Franzen: "I had the same reaction."
When Smith said she was cold, Franzen stood up, took off his jacket and draped it over her shoulders. "Oh, that's very gentlemanly!" Smith said in her lilting British accent.
In an e-mail interview later, Franzen acknowledged that the New Yorker forms a kind of community for its writers and readers, but he did not want to call it a cult. "It has been, and continues to be," he wrote, "the magazine for that one-half percent of American adults who believe that a national literary culture is an exciting thing to be a part of."
The festival brought together some of today's most accomplished writers, including Ian McEwan, Michael Chabon, Richard Ford, Annie Proulx, Edward P. Jones and Stephen King. All are New Yorker contributors, and charmingly, seemed rather thrilled to be with their fans.
In a Q&A, King was asked what genre he is most comfortable in. "I sort of like the horror genre," he said.
Chabon, a Pulitzer Prize winner, admitted that writing never gets easier. "A very common mistake is I forget to use dialogue," he said. "I forget to write scenes. I'll wonder why something is so leaden and I'll look back and 45 pages have gone by without anyone talking."
While the festival can traffic in high-minded discussions of topics such as the Iraq war or the role of religion in politics, it was born out of a more prosaic desire to promote the magazine, said editor David Remnick. The festival works, he said, because it is an extension of the magazine.

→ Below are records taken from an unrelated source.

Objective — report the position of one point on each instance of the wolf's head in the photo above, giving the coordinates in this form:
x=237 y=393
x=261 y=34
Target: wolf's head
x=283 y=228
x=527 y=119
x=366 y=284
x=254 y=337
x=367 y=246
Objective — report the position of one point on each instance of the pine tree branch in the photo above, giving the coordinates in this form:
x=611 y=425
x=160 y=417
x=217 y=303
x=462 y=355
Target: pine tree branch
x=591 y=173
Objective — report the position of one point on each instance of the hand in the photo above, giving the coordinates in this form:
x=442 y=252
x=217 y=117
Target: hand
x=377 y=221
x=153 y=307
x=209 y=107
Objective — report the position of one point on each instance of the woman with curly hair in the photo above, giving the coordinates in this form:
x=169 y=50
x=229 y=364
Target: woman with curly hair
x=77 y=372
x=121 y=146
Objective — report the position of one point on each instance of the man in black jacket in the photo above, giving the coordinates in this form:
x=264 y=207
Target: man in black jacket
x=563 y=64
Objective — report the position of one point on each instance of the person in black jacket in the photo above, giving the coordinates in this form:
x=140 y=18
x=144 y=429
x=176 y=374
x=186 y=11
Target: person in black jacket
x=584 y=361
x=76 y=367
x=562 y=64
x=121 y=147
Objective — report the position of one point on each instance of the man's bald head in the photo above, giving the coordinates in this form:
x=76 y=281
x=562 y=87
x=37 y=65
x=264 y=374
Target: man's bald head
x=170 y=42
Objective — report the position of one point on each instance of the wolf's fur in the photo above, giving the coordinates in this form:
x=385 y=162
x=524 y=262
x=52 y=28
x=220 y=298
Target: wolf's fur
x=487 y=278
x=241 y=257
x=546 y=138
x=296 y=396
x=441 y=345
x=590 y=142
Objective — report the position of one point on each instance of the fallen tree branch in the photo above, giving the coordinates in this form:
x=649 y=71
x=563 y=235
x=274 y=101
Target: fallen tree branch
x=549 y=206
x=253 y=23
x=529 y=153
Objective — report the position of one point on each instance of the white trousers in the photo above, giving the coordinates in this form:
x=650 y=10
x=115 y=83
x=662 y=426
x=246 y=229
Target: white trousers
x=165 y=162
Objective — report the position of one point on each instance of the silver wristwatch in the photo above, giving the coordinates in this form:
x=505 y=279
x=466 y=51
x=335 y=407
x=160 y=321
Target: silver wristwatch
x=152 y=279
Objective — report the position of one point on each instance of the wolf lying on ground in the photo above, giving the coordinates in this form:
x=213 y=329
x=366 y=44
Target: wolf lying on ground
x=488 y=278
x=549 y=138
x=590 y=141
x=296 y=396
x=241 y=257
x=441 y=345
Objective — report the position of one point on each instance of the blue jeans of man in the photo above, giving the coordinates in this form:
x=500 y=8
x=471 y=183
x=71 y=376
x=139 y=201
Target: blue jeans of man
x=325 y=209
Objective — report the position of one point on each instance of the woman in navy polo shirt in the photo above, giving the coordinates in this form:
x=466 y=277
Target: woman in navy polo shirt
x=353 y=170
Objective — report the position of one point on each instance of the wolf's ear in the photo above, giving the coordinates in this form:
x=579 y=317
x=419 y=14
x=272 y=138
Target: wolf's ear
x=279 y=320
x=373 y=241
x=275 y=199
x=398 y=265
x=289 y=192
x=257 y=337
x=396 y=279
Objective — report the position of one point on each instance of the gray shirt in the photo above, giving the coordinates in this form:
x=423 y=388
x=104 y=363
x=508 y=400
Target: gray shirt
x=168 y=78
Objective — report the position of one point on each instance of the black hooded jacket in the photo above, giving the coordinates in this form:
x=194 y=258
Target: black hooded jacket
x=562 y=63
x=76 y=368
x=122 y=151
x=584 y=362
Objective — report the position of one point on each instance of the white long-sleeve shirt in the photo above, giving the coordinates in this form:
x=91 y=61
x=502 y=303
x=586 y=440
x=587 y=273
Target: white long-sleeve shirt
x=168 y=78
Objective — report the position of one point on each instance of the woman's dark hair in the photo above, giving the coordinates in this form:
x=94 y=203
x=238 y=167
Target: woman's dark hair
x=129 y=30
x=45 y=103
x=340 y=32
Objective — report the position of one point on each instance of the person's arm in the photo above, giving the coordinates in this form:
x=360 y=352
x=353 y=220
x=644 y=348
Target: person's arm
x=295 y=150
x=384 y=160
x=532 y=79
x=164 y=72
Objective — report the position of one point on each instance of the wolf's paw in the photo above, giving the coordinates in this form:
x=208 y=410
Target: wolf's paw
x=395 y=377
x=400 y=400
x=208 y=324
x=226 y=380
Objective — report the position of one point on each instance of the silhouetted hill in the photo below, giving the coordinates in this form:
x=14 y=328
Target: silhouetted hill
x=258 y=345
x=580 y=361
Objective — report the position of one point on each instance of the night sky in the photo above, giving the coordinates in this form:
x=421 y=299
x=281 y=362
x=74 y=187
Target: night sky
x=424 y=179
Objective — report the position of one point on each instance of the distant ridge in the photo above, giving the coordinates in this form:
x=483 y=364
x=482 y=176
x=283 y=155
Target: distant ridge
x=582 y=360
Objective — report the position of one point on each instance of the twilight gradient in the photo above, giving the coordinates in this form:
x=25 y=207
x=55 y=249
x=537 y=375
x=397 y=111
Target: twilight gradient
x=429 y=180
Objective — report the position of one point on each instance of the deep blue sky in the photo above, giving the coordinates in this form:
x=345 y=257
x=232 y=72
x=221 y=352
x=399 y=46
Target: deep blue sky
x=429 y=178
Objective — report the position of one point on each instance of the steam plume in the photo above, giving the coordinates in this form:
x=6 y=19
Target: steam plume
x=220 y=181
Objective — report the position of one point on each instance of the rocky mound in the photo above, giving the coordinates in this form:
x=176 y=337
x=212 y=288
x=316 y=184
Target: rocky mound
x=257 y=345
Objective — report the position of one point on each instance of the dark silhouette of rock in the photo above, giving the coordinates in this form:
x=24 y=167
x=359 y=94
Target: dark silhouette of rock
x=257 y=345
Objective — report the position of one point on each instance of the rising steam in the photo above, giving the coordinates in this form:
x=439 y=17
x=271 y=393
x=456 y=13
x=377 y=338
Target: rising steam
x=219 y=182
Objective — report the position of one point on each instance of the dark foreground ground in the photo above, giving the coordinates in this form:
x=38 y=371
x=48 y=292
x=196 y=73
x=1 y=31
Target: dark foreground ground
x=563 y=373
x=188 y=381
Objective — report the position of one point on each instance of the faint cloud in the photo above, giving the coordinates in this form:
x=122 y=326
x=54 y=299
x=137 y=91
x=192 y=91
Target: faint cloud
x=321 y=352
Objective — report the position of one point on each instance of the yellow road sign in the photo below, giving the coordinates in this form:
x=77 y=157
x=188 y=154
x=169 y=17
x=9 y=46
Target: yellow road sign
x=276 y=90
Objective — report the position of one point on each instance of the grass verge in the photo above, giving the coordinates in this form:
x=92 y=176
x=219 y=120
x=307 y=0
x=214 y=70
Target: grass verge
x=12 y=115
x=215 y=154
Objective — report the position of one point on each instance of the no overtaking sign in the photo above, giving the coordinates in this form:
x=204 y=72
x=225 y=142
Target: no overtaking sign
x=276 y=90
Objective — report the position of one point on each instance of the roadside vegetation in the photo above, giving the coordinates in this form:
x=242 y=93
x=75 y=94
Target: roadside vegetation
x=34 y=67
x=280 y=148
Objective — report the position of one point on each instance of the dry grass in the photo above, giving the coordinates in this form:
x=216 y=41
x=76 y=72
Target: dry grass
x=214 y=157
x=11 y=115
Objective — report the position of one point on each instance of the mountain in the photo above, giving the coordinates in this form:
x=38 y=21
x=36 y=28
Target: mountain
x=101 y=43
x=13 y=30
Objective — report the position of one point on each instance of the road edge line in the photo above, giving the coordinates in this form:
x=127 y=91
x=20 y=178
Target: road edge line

"It isn't a circus or a space launch or an ad or anything of the kind," he said. And with almost all the events sold-out, he said the response from readers is heartening. They have a relationship with the magazine that is rare in the industry, he said.
"They think they own it, and I think they're right," Remnick said. "There are actually three owners of the magazine. One is the Nast family, which owns it in the obvious sense. Another is the writers and artists and editors who conceive it and create it. And the third is the readers."
About 70 of those readers packed a Union Square diner yesterday for one of the festival's final events. They had come to see two Las Vegas short order cooks, recently profiled in the magazine, prepare breakfast. With eggs flipping and bacon frying in the background, the diners recounted their weekends.
"I got John Updike," one man said, showing off photos on his digital camera. "And that's Stephen King."
At a nearby table, Ronald and Lois Barliant of Chicago ate omelets with their two grown daughters. One of them, Anne Barliant, 27, admitted she had let her subscription to the New Yorker lapse a few months ago. But after attending so many festival events, she had a dream Saturday night that the magazine had begun sending her free copies.
"They kept coming," she said, "and I was really happy."
Asked if she would resubscribe in real life, she said, "I think I will."